Quantum Information Dimension and Geometric Entropy

TL;DR

This paper introduces geometric quantum information dimension and geometric entropy as tools to analyze quantum states through a differential-geometric approach, bridging quantum and classical mechanics insights.

Contribution

It adapts classical information measures to quantum systems using geometric quantum mechanics, providing new ways to quantify quantum information and entropy.

Findings

Defined quantum information dimension and geometric entropy for quantum states.

Computed these measures for various quantum systems and classes.

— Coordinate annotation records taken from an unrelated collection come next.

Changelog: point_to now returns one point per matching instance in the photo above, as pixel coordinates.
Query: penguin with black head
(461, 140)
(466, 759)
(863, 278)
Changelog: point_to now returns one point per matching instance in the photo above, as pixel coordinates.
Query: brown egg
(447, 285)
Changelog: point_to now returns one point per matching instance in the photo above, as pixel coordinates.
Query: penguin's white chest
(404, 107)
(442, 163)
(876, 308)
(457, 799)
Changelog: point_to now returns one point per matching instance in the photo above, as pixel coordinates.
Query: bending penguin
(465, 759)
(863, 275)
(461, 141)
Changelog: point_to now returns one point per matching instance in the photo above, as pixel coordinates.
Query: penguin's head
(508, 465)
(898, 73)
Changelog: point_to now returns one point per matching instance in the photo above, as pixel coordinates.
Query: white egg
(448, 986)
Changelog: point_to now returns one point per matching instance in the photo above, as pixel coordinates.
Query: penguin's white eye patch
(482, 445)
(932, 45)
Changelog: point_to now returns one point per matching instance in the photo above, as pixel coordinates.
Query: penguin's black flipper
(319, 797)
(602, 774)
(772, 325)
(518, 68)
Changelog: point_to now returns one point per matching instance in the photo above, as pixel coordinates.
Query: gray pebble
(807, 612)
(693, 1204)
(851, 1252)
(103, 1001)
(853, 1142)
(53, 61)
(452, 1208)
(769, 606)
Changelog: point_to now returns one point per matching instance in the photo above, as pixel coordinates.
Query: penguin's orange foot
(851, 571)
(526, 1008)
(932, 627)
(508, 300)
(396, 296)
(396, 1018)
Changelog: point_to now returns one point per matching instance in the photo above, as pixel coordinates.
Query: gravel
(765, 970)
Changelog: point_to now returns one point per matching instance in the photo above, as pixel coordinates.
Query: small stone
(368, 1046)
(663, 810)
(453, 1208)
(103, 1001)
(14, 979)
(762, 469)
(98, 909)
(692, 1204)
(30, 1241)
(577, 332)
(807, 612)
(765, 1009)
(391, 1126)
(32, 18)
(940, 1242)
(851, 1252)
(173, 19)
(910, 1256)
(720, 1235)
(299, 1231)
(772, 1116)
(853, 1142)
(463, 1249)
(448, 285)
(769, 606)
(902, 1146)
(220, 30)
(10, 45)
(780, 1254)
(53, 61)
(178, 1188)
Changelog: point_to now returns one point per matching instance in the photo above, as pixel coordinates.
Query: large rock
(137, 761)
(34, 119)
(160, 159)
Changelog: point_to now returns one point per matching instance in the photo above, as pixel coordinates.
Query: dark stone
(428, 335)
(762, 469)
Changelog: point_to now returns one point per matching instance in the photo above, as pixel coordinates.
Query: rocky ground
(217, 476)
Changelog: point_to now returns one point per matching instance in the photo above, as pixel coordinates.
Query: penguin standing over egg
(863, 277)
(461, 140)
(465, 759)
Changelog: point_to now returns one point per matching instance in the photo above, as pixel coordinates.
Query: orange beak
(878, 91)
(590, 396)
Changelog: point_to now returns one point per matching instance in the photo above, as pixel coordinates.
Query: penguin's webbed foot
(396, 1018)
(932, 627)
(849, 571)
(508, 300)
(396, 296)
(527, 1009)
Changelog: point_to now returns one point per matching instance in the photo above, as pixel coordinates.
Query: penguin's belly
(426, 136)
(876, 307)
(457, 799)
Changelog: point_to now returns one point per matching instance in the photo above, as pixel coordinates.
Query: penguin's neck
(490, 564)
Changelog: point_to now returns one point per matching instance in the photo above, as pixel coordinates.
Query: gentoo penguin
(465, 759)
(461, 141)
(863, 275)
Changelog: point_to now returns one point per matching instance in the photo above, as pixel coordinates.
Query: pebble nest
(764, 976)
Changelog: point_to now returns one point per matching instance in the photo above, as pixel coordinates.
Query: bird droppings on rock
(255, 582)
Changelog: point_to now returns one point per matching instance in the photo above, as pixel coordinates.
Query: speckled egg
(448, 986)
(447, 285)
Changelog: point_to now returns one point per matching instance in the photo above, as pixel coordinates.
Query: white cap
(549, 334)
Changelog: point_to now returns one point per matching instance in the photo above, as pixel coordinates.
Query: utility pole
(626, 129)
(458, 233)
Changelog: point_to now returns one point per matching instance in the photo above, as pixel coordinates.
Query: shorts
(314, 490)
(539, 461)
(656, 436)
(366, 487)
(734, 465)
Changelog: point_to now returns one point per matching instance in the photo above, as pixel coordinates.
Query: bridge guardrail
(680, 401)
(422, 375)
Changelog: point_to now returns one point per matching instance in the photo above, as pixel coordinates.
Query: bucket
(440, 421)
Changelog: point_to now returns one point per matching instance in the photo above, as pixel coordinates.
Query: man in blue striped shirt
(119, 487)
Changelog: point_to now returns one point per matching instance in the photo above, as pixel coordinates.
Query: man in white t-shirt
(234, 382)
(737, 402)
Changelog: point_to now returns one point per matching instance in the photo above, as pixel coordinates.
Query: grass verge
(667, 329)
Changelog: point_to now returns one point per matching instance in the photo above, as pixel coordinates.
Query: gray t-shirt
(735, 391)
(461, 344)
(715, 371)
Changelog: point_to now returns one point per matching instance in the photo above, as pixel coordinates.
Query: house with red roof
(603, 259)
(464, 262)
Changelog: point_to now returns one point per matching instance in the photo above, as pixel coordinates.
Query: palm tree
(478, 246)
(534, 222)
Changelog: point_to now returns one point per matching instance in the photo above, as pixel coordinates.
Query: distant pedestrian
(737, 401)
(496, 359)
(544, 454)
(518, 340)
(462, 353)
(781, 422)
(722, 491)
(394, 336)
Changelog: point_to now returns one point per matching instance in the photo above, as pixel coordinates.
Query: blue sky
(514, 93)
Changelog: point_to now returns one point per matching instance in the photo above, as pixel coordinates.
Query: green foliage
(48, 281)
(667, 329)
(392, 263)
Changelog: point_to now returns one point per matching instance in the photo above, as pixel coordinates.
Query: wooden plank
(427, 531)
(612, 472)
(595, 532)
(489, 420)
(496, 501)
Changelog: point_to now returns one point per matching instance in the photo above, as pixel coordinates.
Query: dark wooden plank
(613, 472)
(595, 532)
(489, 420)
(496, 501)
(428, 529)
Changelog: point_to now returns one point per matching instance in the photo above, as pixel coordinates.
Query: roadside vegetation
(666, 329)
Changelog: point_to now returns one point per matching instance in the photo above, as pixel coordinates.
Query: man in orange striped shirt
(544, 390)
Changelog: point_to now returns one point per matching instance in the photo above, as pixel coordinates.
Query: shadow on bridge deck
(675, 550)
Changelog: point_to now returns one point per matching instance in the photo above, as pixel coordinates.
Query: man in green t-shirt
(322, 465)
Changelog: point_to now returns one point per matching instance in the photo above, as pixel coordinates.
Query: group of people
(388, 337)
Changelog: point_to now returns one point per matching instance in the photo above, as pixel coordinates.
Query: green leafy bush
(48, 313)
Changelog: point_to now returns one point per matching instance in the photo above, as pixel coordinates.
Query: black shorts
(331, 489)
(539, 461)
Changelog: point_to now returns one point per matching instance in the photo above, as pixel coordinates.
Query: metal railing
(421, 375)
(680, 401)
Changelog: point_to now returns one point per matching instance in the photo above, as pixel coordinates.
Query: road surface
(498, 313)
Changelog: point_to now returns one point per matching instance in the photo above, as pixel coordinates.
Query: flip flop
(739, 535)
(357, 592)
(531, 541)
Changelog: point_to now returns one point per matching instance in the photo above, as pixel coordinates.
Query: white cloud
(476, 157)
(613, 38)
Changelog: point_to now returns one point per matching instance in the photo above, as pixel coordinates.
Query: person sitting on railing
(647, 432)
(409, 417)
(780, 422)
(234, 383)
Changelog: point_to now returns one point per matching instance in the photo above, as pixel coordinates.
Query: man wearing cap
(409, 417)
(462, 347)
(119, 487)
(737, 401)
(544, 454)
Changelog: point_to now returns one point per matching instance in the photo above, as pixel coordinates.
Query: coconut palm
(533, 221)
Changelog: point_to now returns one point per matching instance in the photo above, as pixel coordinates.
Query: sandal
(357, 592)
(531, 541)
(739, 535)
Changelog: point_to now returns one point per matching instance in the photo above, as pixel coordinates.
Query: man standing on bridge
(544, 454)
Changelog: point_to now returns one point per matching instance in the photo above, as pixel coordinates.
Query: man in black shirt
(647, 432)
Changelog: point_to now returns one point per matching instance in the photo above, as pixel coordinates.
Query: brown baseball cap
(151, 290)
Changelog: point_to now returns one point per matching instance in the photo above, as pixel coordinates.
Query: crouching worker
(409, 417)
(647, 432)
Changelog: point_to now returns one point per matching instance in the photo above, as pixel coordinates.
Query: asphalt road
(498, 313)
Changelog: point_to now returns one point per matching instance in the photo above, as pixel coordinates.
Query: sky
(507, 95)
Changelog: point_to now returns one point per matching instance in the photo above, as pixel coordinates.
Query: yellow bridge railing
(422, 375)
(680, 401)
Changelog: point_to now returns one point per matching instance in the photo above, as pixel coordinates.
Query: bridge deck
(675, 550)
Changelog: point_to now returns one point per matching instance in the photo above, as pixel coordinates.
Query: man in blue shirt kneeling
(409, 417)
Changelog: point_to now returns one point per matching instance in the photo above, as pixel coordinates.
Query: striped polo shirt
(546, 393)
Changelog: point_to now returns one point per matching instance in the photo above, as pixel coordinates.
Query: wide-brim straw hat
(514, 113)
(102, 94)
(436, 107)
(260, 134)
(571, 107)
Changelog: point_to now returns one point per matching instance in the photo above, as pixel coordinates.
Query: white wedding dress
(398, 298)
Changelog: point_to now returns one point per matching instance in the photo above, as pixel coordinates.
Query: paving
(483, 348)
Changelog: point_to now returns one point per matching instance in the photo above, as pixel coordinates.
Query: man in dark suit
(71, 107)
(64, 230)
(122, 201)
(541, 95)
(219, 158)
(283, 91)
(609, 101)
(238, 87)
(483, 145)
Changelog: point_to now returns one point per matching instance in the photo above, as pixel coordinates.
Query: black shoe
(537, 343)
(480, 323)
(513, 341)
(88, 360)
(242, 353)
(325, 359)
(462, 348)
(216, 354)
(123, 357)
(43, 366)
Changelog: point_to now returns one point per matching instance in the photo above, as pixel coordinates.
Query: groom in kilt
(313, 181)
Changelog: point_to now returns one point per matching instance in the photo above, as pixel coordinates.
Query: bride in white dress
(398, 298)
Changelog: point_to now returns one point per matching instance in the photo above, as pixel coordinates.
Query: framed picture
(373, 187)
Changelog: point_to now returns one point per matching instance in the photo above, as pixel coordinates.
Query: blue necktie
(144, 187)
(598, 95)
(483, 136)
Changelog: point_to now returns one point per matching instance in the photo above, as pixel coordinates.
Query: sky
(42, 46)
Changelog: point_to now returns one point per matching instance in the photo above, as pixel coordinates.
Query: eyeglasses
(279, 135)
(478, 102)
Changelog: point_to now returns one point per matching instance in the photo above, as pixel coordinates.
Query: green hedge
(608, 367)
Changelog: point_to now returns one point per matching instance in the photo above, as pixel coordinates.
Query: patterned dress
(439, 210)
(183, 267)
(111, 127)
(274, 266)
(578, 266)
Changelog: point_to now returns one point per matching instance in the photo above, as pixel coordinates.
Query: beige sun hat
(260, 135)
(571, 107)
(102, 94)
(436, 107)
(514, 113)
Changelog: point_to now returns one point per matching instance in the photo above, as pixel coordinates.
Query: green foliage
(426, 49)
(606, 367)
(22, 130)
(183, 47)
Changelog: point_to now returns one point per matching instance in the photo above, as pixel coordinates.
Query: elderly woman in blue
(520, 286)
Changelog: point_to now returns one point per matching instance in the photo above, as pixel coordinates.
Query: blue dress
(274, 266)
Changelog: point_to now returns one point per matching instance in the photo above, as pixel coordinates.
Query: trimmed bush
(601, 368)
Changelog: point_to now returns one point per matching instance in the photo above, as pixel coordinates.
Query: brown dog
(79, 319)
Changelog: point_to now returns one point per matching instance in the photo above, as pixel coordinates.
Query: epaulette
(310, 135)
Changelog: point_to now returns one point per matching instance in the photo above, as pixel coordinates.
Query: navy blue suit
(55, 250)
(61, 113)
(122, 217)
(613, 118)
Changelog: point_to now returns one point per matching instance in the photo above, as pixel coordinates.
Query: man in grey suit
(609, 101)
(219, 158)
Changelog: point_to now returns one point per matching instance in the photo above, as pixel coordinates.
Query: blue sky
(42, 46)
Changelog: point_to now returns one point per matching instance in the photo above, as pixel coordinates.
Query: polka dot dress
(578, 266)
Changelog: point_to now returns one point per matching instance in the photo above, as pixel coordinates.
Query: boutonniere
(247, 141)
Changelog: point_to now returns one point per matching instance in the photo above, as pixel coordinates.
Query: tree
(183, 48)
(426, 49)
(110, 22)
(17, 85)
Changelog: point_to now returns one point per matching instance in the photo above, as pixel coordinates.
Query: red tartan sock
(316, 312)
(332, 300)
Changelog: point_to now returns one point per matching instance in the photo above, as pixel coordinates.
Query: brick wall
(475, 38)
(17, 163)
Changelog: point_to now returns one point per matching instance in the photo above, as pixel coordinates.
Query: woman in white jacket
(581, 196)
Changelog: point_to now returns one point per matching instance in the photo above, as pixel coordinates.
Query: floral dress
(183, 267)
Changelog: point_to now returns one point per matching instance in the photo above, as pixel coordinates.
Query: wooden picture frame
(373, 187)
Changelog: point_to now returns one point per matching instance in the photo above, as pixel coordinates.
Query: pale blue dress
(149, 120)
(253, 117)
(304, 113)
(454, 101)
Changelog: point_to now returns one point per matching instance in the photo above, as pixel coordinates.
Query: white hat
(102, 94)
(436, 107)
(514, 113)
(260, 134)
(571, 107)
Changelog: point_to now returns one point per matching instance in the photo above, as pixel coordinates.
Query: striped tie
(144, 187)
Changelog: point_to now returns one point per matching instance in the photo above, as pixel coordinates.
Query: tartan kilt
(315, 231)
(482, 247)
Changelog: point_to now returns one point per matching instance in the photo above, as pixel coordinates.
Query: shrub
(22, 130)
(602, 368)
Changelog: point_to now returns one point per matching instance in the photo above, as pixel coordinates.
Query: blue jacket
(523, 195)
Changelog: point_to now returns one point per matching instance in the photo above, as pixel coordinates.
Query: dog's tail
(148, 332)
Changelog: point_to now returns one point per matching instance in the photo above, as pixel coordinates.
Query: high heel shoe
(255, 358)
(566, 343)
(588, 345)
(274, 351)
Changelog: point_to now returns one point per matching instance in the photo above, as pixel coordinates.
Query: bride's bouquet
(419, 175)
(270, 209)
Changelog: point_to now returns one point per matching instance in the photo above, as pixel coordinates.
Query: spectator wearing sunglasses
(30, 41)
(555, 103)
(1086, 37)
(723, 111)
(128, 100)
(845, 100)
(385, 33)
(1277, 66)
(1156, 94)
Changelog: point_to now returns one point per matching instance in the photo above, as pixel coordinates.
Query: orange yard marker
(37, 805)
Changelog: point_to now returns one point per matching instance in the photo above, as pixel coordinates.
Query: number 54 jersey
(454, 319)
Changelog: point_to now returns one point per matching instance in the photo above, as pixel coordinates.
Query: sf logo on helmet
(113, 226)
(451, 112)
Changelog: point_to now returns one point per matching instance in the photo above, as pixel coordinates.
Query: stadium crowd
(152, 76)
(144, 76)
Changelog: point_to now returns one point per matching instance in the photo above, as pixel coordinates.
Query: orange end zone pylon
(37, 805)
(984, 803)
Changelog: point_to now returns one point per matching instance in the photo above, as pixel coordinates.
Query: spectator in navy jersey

Provided insights into the physical interpretation of quantum information measures.

Abstract

Geometric quantum mechanics, through its differential-geometric underpinning, provides additional tools of analysis and interpretation that bring quantum mechanics closer to classical mechanics: state spaces in both are equipped with symplectic geometry. This opens the door to revisiting foundational questions and issues, such as the nature of quantum entropy, from a geometric perspective. Central to this is the concept of geometric quantum state -- the probability measure on a system's space of pure states. This space's continuity leads us to introduce two analysis tools, inspired by Renyi's information theory, to characterize and quantify fundamental properties of geometric quantum states: the quantum information dimension that is the rate of geometric quantum state compression and the dimensional geometric entropy that monitors information stored in quantum states. We recount their classical definitions, information-theoretic meanings, and physical interpretations, and adapt them to quantum systems via the geometric approach. We then explicitly compute them in various examples and classes of quantum system. We conclude commenting on future directions for information in geometric quantum mechanics.